2007 saw the onset of the credit bubble bursting. While demand for technology remained steady financial markets did not. HIT was leveraged by £50m in the middle of 2007, and when LIBOR started soaring it seemed a warning signal. In September 2007 we decided to purposefully raise cash. By October liquidity was dire, and failed sell orders simply accelerated the decline in share price of a number of our investments. Fortunately by the year-end we did have £40m net cash, and take-over bids provided further realisations. The valuations of most of these take-over bids were disappointing.
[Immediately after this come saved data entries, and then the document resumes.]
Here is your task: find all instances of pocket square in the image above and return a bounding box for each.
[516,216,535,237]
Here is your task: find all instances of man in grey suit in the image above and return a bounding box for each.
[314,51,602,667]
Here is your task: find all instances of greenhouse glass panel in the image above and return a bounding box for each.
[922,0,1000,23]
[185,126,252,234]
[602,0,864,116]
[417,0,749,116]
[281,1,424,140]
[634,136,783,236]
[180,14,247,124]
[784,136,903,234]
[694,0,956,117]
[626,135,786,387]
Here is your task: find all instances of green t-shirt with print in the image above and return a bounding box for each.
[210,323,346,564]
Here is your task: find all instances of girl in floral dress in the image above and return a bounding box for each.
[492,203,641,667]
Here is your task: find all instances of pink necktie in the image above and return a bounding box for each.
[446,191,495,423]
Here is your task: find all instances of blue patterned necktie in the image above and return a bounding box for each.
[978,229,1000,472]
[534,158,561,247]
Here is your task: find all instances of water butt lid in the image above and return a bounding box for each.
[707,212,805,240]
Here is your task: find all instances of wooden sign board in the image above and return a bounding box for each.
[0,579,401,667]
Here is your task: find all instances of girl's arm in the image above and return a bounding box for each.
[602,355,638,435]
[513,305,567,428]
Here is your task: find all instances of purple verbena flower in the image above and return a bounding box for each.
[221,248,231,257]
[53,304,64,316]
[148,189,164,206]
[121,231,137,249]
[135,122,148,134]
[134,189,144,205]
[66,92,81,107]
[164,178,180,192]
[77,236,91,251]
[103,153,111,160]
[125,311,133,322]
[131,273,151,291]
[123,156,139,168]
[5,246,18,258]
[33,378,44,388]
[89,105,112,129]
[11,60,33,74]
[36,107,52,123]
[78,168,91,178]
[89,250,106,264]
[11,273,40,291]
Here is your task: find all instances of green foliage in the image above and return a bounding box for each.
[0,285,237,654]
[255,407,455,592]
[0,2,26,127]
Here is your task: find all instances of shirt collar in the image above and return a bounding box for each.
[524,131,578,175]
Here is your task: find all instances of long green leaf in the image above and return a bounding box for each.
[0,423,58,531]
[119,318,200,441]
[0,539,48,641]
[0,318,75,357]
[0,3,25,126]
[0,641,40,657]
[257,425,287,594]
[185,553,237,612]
For the long term health of the market for primary capital to invest in emerging companies, successful companies need to make good returns, and it is disappointing to see some of the companies that we had nurtured through the loss making phase to become strong profitable businesses, taken out with inadequate returns to their founders, However, from a HIT point of view, it was helpful liquidity in order to make further investments at even lower valuations. While it is exciting to be able to invest at what appears to be “bargain” valuations, there is a disturbing change in the market. There has been a net cash outflow from smaller companies every year since 2000, hence the proliferation of take-overs at low valuations. Fund managers need the cash. Institutional investors have largely disappeared from the micro-cap market, and have much reduced allocations to smaller companies. This reflects the effort to cover a large number of companies for small investments, and an increasing drive for homogenous portfolios across large amounts of capital precluding smaller investments. This is an opportunity for patient investors, but there can be no certainty when value will be realised.